Saturation pressure of methanol at 0 deg C = 29.11532005615582 mmHg
Saturation pressure of methanol at 5 deg C = 39.94943048219959 mmHg
Saturation pressure of methanol at 10 deg C = 54.09464146182495 mmHg
Saturation pressure of methanol at 15 deg C = 72.3445037835956 mmHg
Saturation pressure of methanol at 20 deg C = 95.6288978068613 mmHg
Saturation pressure of methanol at 25 deg C = 125.02710947768249 mmHg


## Equilibrium Vapor Composition at Room Temperature¶

By Raoult's law, the partial pressure of pure methanol is equal to the saturation pressure,

$$p_{MeOH} = P^{sat}_{MeOH}(T)$$

For an ideal gas, the partial pressure is given by Dalton's law

$$p_{MeOH} = y_{MeOH} P$$

Putting these together and solving for the mole fraction of methanol in the vapor phase

$$y_{MeOH} = \frac{P^{sat}_{MeOH}(T)}{P}$$

For example, at an atmospheric pressure of 760 mmHg, the mole fraction of methanol is given by

In [4]:
P = 760.0             # mmHg
y = Psat(25)/P        # mole fraction

print("mole fraction of methanol at 25 deg C and 1 atmosphere =", y)

mole fraction of methanol at 25 deg C and 1 atmosphere = 0.16450935457589802


Since this is within the flammability limits of methanol, the fire starter should work at room temperatures.

## Lower Operating Temperature Limit¶

The partial pressure of methanol at the lower flammability limit

$$p_{MeOH} = y_{MeOH}P$$
In [5]:
P = 760.0           # pressure mmHg
y = 0.067           # mole fractio at the lower flammability limit

p_MeOH = 0.067*760
print('model fraction at the LFL =', p_MeOH, "mm Hg")

model fraction at the LFL = 50.92 mm Hg


Next we need to solve for the temperature at which the partial pressure of methanol is at the lower flammability limit.

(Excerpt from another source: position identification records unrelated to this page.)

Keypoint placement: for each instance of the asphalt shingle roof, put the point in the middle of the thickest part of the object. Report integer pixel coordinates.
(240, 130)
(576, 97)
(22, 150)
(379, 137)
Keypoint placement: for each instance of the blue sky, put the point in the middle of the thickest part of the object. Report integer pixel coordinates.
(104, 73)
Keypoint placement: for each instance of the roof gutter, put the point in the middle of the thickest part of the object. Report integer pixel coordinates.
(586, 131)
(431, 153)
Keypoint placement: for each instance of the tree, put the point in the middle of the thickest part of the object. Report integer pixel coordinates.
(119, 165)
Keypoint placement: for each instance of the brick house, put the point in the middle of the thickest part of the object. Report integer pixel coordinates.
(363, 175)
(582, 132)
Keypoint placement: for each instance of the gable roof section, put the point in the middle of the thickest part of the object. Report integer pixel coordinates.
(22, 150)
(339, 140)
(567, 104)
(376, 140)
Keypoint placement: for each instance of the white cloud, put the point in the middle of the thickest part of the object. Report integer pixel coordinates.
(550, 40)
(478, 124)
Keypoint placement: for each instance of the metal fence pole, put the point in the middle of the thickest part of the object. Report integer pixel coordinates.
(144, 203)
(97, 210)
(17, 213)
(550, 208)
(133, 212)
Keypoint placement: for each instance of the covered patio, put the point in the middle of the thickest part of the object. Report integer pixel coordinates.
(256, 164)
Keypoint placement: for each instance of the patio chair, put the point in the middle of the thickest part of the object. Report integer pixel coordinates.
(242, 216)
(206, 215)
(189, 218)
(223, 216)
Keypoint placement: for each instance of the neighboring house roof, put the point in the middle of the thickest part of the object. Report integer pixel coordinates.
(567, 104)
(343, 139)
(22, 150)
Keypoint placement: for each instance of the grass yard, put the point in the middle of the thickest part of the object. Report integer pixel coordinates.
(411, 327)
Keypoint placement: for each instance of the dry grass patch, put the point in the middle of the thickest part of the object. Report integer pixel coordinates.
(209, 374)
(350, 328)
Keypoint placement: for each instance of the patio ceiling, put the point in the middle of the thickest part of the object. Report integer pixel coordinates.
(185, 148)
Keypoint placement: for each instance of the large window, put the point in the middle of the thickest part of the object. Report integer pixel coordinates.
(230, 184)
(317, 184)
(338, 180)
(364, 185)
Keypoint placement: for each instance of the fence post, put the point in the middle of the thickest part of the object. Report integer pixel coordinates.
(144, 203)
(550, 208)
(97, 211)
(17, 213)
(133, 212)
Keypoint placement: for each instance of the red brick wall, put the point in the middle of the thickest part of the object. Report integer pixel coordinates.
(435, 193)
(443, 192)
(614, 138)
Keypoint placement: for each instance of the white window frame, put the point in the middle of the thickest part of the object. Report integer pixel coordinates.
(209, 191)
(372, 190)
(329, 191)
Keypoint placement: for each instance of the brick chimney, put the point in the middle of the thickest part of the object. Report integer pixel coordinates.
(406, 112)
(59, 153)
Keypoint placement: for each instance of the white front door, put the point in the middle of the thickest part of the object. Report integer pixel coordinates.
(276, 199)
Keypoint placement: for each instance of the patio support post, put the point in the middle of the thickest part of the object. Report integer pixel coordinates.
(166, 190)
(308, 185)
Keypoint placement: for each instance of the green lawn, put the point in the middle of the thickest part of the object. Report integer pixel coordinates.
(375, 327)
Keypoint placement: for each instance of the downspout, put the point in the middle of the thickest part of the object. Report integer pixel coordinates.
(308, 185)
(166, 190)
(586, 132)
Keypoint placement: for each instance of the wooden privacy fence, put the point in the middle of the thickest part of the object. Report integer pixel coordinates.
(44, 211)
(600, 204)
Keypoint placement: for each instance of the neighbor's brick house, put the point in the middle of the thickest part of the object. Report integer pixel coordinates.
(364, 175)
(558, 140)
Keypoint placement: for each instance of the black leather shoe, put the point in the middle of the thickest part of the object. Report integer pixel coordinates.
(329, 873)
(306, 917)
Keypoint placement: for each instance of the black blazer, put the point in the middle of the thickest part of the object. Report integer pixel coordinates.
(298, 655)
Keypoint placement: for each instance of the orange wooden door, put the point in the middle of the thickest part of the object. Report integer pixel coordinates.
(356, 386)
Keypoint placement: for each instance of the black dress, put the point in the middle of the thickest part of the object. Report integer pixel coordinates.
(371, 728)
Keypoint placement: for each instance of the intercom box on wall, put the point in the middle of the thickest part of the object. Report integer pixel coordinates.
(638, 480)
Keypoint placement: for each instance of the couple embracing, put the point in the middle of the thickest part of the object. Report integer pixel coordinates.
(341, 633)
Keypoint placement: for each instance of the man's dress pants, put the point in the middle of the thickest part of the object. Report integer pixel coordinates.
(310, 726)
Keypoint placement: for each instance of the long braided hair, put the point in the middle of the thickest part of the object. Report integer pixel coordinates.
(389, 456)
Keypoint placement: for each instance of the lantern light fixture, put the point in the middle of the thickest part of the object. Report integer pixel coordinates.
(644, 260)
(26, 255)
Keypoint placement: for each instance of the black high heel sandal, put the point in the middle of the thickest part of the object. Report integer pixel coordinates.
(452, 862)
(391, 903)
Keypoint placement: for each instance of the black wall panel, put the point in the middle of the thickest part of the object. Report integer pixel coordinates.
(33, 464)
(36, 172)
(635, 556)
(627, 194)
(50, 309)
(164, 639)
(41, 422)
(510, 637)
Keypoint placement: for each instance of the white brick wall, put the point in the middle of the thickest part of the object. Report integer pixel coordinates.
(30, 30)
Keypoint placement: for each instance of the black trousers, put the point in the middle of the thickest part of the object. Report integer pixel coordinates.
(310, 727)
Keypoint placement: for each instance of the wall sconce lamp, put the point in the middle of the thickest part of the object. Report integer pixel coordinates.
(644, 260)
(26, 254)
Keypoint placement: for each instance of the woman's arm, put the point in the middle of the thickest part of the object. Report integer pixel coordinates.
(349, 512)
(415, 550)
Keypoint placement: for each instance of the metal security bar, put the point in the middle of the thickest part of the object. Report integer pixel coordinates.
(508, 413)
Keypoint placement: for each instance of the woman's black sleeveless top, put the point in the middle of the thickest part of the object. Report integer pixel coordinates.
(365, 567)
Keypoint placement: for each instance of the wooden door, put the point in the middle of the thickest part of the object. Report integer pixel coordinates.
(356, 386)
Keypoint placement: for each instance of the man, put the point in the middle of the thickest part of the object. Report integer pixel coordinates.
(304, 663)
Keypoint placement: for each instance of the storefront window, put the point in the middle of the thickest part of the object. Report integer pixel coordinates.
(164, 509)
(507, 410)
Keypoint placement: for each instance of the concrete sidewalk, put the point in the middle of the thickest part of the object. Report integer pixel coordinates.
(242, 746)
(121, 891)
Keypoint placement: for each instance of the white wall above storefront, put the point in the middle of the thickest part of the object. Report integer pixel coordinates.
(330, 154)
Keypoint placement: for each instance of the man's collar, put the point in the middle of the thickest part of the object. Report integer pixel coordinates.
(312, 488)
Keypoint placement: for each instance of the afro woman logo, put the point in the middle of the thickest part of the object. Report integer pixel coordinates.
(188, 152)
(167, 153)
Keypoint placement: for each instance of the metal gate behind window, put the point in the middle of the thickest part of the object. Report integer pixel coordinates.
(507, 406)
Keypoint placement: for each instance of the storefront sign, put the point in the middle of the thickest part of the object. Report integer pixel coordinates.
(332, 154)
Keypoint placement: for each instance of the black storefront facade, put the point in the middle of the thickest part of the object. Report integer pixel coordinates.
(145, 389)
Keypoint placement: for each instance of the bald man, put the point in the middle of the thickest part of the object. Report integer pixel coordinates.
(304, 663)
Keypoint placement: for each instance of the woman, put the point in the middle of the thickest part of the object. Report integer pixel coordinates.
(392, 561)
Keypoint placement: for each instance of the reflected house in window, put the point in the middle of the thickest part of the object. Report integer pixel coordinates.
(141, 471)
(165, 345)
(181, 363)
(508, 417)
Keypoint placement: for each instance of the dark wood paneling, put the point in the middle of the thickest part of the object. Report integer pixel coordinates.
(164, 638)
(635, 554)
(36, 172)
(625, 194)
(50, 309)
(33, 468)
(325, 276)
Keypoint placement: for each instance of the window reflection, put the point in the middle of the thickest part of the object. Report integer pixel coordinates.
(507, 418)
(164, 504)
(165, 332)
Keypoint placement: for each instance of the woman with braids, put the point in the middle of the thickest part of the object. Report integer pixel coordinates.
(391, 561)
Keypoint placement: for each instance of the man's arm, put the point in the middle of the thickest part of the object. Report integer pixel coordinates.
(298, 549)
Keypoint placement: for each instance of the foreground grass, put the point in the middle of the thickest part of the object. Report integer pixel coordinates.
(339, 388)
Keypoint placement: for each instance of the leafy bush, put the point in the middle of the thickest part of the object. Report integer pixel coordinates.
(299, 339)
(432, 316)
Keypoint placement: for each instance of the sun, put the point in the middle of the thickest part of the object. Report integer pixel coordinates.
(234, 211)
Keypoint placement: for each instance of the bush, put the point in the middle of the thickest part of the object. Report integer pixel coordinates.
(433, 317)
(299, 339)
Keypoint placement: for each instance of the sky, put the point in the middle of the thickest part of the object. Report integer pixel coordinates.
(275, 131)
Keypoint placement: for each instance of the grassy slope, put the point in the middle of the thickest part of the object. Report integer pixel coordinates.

$$P^{sat}_{MeOH}(T) = p_{MeOH}$$

In [6]:
print(Psat(0), "mmHg")
print(Psat(20), "mmHg")

29.11532005615582 mmHg
95.6288978068613 mmHg


This may be close enough to use an equation solver to finish the job. Here we'll use brentq which is one of the root-finding funtions from the scipy.optimize library.

A python lambda function is a convenient means of recasting the equation

$$P^{sat}_{MeOH} = y_{MeOH}P$$

as

$$P^{sat}_{MeOH} - y_{MeOH}P = 0$$

which is the form need for using a root-finding algorithm.

In [7]:
# problem data
P = 760.0           # pressure mmHg
y = 0.067           # mole fractio at the lower flammability limit

# partial pressure of methanol at the lower flamability limit
p_MeOH = 0.067*760

# Antoine equation for methanol. Pressure in mmHg, temperature in degrees C
def Psat(T):
return 10**(7.89750 - 1474.08/(T + 229.13))

from scipy.optimize import brentq

Tlow = brentq(lambda T: Psat(T) - p_MeOH, 0, 20)
print("Lower Flammability Temperature = ", Tlow, "deg C")
print("Upper Flammability Temperature = ", 32.0 + 9.0*Tlow/5.0, "deg F")

Lower Flammability Temperature =  8.985406691811518 deg C
Upper Flammability Temperature =  48.173732045260735 deg F


## Exercise¶

Calculate the upper limit on temperature at which this lighter can operate.